Tenten hanya terkekeh sembari menggeleng. Ia berpaling menatap Sakura yang masih terpaku pada layar.

"Sudah ku bilangkan, siapapun yang berani melawan MS4.." Ino menjentikkan jemarinya dengan seringaian khas yang tergambar di wajahnya, "..akan tau akibatnya"


Bugh!

Satu tinju dari Satsuki mendarat tepat di mata kirinya.

"Aaah!" gadis itu meronta kesakitan hingga tidak mampu menjaga keseimbangan tubuhnya lagi.

Bugh!

Satu lagi pukulan di ujung bibirnya.

"Belum.. belum selesai, Matsuri-chan" Haruka tertawa sebelum menghadiahkan sebuah tinju di wajah Matsuri. Tubuh gadis itu terlempar kembali pada Satsuki yang memberikannya perlakuan yang sama.

'Hentikan..' batin Matsuri.

"Sudah pernah merasakan ini, Matsuri-chan?"

Satsuki menendangnya tepat di perut dan terbahak.

'Kumohon hentikan...'

"Hei hei.. kau menantangku, Satsuki? Aku juga bisa.."

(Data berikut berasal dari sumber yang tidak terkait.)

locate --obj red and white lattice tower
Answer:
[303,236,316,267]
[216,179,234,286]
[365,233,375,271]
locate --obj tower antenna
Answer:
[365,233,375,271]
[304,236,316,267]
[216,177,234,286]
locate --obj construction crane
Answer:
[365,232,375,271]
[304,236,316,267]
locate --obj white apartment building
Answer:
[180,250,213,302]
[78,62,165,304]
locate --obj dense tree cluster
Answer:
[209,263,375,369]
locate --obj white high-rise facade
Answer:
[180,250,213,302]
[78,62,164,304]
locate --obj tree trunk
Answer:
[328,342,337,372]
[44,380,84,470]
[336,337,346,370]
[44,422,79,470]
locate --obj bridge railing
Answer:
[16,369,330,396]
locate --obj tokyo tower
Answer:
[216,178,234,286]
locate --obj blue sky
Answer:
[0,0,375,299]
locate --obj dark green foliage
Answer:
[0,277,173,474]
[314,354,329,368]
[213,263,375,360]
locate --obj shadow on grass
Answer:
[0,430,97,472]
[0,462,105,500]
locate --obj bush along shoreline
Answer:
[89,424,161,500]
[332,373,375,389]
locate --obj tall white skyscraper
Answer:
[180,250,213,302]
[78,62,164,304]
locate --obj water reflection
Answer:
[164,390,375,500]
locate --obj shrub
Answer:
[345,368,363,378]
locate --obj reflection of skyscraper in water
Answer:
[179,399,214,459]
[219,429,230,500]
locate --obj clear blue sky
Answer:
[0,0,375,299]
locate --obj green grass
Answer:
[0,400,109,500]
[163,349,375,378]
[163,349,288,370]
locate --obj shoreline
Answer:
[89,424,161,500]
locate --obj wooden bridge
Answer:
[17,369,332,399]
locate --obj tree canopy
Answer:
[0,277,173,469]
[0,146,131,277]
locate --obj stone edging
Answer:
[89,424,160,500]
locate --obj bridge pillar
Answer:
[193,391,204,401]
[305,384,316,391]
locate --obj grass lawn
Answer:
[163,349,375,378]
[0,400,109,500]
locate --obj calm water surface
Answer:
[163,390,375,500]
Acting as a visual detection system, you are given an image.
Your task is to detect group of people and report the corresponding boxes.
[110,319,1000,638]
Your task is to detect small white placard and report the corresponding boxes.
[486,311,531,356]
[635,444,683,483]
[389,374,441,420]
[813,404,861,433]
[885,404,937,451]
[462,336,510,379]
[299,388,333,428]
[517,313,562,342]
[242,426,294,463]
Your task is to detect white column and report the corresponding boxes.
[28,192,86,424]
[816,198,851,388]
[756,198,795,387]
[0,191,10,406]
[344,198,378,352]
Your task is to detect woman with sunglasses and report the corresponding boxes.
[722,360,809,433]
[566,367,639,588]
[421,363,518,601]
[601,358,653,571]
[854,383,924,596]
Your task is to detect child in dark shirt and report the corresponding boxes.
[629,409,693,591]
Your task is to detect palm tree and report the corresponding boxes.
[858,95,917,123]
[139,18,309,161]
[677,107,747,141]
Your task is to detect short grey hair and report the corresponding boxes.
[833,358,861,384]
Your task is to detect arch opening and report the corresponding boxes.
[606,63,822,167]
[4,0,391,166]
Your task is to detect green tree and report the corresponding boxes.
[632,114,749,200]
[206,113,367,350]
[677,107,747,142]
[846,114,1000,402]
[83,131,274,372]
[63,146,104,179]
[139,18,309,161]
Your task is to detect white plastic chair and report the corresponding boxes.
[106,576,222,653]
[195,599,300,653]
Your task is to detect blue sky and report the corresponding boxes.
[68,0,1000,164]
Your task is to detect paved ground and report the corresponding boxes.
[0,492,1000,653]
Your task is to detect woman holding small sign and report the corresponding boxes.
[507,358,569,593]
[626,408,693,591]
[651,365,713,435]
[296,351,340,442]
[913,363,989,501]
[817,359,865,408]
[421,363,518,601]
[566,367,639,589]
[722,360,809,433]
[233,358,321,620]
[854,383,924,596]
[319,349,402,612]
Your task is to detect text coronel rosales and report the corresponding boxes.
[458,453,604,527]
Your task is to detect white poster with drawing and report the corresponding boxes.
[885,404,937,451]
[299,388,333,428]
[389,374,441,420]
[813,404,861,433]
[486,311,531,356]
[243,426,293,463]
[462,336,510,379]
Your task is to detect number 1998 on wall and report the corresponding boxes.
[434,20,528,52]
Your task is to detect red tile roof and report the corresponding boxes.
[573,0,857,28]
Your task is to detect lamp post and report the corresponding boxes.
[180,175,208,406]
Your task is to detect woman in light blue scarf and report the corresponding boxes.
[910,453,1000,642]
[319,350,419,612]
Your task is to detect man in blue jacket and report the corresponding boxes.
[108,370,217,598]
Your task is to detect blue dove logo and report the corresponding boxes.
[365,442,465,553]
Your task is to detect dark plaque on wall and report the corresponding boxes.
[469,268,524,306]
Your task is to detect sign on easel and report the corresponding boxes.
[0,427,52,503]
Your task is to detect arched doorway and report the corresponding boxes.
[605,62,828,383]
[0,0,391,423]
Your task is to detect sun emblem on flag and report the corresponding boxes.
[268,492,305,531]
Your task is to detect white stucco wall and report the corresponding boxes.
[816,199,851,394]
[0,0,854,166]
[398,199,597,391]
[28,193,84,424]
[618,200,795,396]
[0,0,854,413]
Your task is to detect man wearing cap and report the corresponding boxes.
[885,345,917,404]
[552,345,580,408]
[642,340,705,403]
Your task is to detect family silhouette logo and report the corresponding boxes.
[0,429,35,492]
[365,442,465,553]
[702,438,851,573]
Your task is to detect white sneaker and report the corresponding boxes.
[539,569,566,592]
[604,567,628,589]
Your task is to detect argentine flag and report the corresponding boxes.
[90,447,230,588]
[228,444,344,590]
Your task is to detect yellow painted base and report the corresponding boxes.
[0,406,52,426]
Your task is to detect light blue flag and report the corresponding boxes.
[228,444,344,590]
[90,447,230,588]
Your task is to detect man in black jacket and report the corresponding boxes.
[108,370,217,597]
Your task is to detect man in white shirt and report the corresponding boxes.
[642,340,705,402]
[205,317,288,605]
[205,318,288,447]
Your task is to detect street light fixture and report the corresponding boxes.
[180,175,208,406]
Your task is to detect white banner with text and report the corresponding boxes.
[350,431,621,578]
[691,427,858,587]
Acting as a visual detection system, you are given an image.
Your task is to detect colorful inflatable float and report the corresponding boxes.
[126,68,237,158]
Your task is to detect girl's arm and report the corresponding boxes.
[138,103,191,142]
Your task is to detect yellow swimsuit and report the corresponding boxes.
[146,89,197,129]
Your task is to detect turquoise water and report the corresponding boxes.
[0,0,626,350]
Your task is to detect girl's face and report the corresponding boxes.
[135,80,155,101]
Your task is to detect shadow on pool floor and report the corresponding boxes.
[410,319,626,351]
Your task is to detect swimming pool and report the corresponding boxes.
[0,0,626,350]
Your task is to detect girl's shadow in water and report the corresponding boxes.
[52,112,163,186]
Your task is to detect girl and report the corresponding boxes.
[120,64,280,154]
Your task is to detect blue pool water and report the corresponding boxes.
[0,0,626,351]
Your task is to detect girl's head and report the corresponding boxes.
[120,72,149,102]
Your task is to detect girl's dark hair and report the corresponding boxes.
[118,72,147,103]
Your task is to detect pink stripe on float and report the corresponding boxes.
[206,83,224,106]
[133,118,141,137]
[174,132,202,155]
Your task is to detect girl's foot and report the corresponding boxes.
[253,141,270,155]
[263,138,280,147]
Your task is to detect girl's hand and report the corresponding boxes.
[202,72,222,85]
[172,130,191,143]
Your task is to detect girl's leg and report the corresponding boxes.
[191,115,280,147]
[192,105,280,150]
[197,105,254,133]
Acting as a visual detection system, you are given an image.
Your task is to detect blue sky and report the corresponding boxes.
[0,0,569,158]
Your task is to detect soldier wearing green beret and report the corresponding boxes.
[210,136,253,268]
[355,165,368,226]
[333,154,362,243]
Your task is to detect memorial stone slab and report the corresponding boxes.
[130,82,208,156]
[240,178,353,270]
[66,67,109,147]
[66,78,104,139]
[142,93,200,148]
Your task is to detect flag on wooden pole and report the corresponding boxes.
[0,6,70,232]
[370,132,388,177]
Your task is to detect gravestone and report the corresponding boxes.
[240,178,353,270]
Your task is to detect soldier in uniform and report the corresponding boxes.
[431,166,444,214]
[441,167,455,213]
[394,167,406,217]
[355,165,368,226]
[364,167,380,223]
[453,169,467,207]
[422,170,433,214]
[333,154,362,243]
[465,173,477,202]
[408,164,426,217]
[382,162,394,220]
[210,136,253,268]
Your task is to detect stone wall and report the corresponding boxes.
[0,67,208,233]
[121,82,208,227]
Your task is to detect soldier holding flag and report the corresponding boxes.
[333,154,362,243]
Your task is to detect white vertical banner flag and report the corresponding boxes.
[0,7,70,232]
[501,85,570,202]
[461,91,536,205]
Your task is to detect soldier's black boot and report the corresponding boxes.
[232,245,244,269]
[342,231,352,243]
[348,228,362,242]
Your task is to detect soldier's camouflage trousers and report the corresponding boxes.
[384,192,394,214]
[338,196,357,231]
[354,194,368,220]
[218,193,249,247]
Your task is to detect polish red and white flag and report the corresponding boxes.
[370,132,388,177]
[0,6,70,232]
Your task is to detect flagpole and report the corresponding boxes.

Matsuri merasa tulang punggungnya remuk seperti habis dihantam tongkat besi ketika Haruka menendangnya dari belakang.

"Argh!"

"Oh ow.. sakit ya.. Sakit?" tanya Satsuki yang kini mencengkram kuat rambutnya. Matsuri hendak menjawab ketika Satsuki meninju hidungnya, hingga ia terdorong dan kembali jatuh pada Haruka.

'Tolong..'

"Argh!" Pandangan Matsuri mulai kabur, wajah dua seniornya yang masih tertawa-tawa perlahan-lahan hilang...

"Hahahaha!"

'Seseorang... siapapun.. tolong.. tolong aku!'

..dan semuanya menjadi gelap.


-

-

Girls Over Flowers

-

A Fanfiction by

Hey Dhee

-

Inspired by

Boys Over Flowers

School Rumble

Toradora!

K-On

Hatsukoi Limited

etc..


-

-

Episode 2:

I don't care about 'Them'

-

-



Kelas sudah bubar lima belas menit yang lalu, tak heran jika sepanjang koridor kini terasa sunyi. Begitu juga dengan gedung SC Class, ruangan 3-A di lantai empat, dimana seorang siswa masih berada di dalam sana. Ia tengah menghapus berbagai coretan rumus di papan tulis. Samar-samar terdengar celotehan para siswa yang masih beraktivitas di sekitar kompleks sekolah.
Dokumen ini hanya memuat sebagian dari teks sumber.